In upper Gjirokastra, a World Heritage site, Ottoman houses hug the cliffs beneath the castle and back-packing youths crowd the tiny streets around the old bazaar. Down below in Gjorkastra city, chaos reigns. Cars double park with hazard lights on along the main avenues and men huddle in parking lots playing dominoes. The main street is lined with dress shops with mannequins in the windows modeling pre-1990s clothes. Just below them at street level, women wear head kerchiefs and sit on plastic milk crates surrounded by their wares—tomatoes, apples, potatoes—picked in the wee hours of the morning and transported from village gardens.
The deeper I drive into Albania the hotter it gets.
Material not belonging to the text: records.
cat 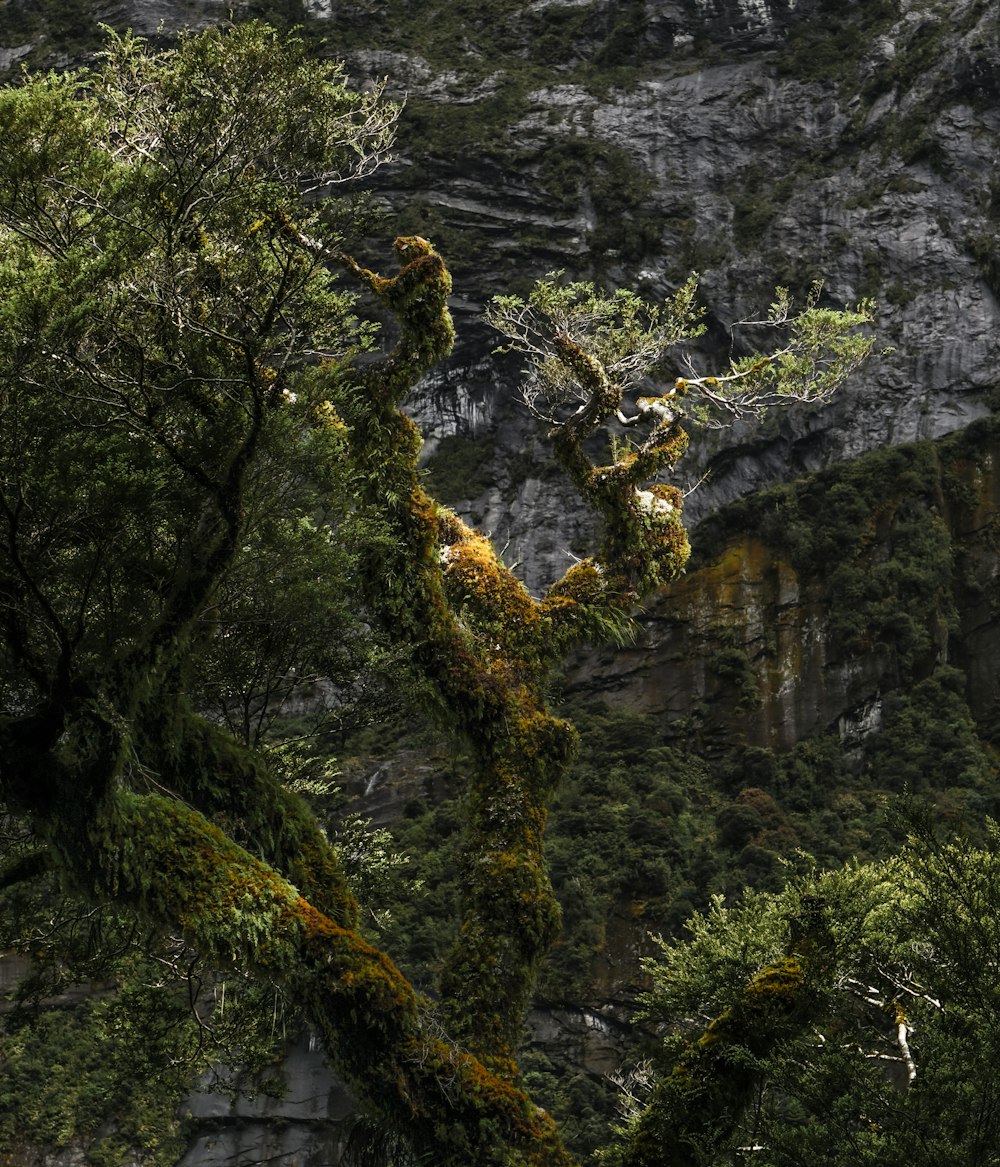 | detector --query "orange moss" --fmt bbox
[331,235,711,1135]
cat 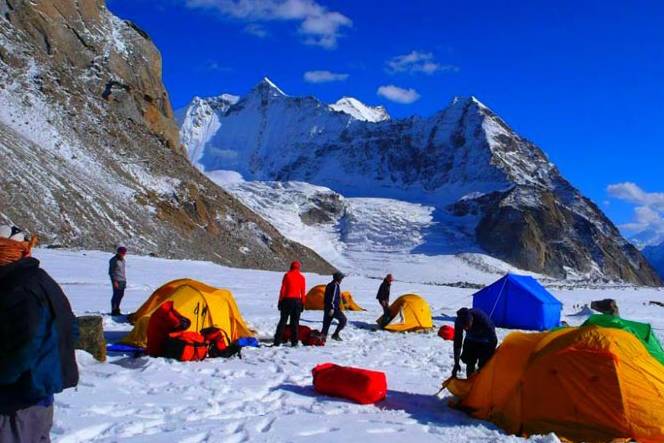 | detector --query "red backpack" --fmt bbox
[201,327,243,359]
[281,325,312,344]
[303,329,326,346]
[162,331,208,361]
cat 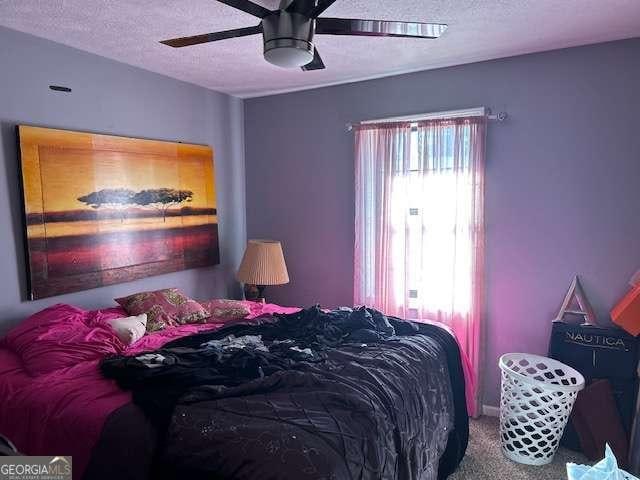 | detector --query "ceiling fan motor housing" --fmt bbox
[262,11,315,68]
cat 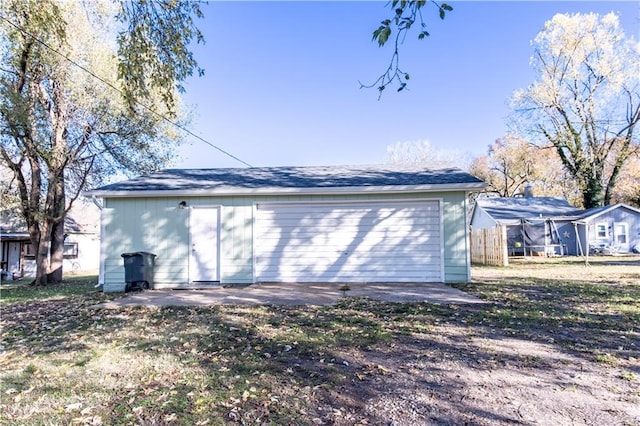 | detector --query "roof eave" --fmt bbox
[0,232,30,240]
[86,182,487,198]
[470,204,500,227]
[577,203,640,222]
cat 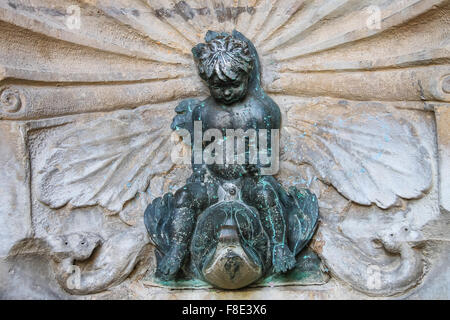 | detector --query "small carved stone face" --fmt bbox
[208,72,249,105]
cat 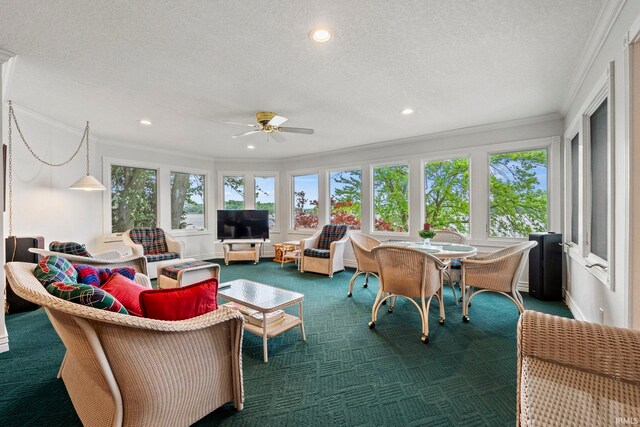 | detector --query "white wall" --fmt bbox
[0,54,12,353]
[562,1,640,327]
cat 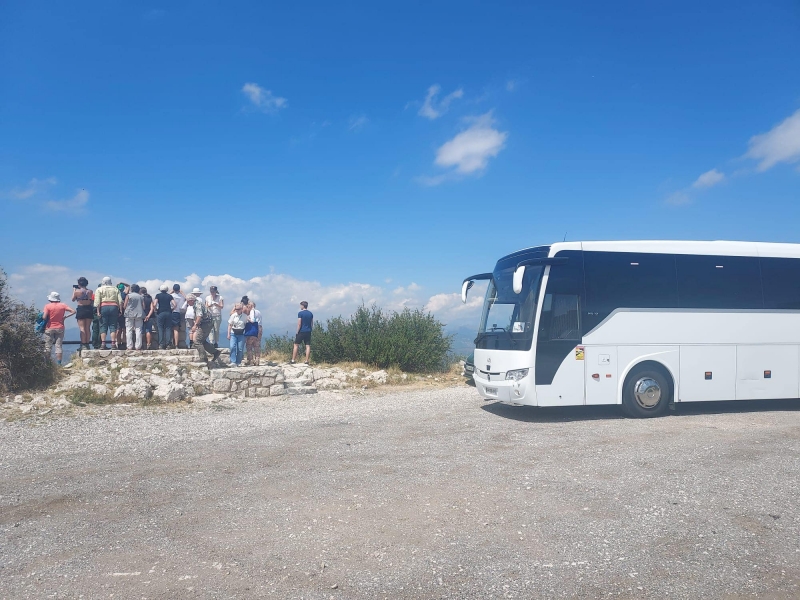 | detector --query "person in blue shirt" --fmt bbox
[291,301,313,364]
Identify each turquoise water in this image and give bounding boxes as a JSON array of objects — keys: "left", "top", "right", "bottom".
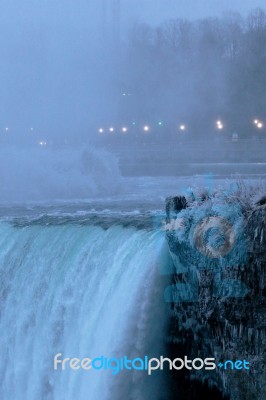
[{"left": 0, "top": 211, "right": 169, "bottom": 400}]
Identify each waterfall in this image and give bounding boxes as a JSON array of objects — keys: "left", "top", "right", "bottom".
[{"left": 0, "top": 219, "right": 169, "bottom": 400}]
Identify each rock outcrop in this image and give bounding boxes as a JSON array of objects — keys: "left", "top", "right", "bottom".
[{"left": 165, "top": 190, "right": 266, "bottom": 400}]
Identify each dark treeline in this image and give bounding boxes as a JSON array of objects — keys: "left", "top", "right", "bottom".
[{"left": 108, "top": 8, "right": 266, "bottom": 139}]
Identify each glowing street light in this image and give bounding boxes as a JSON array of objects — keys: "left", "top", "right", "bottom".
[
  {"left": 254, "top": 118, "right": 264, "bottom": 128},
  {"left": 109, "top": 127, "right": 114, "bottom": 133},
  {"left": 98, "top": 128, "right": 104, "bottom": 133},
  {"left": 179, "top": 124, "right": 186, "bottom": 131},
  {"left": 158, "top": 121, "right": 163, "bottom": 126},
  {"left": 39, "top": 141, "right": 47, "bottom": 146},
  {"left": 5, "top": 127, "right": 9, "bottom": 132},
  {"left": 143, "top": 125, "right": 150, "bottom": 132},
  {"left": 216, "top": 120, "right": 223, "bottom": 130},
  {"left": 122, "top": 127, "right": 128, "bottom": 133}
]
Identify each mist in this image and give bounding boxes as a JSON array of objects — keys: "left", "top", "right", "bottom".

Needing to withdraw some Lek, the local currency, I stop at an ATM machine in a village called Dragot. I insert my card and the screen goes blank. A man standing nearby says in broken English, “Ten minutes—wait.” He wears khaki pants and a smart black shirt, and sports a large, menacing rifle hung casually from his shoulder like a fashionable purse. I wait for 5 minutes then drive on.
The road follows the beautiful Ajose River, its waters like an aquamarine ribbon unfurling through the valley. These same waters flow eastward through the mountains into Epirus, Greece, joining with the Voidhomatos River which carves out the enchanting Vikos Gorge. Above the Ajose, the Dhembel Mountains loom with jagged, snow-covered peaks over 2000 meters high. Smaller mountains hem the road and in one rag-tag village a castle ruin atop a dark hill harkens back to a time of invasions when fortifications were a necessity.
The day grows still warmer. I stop at what appears to be a grocery store, a concrete structure with one faded advertisement in the window. I order a bottle of water by simply pointing and smiling. The proprietor smiles back and passes me a frosty bottle. It is icy cold, so sweet and delicious. I forget that summertime travel on the hot plains of Greece—Larissa, Ioannina or Bucharest, Romania and now Gjirokastra, Albania—all these torrid valleys are a challenge when the temperatures soar in early summer and I have only the open windows in my Jeep for ventilation. But by mid-afternoon, dark thunderheads gather, the sky turns black and within minutes, I am rescued as a torrential downpour brings relief to the parched land.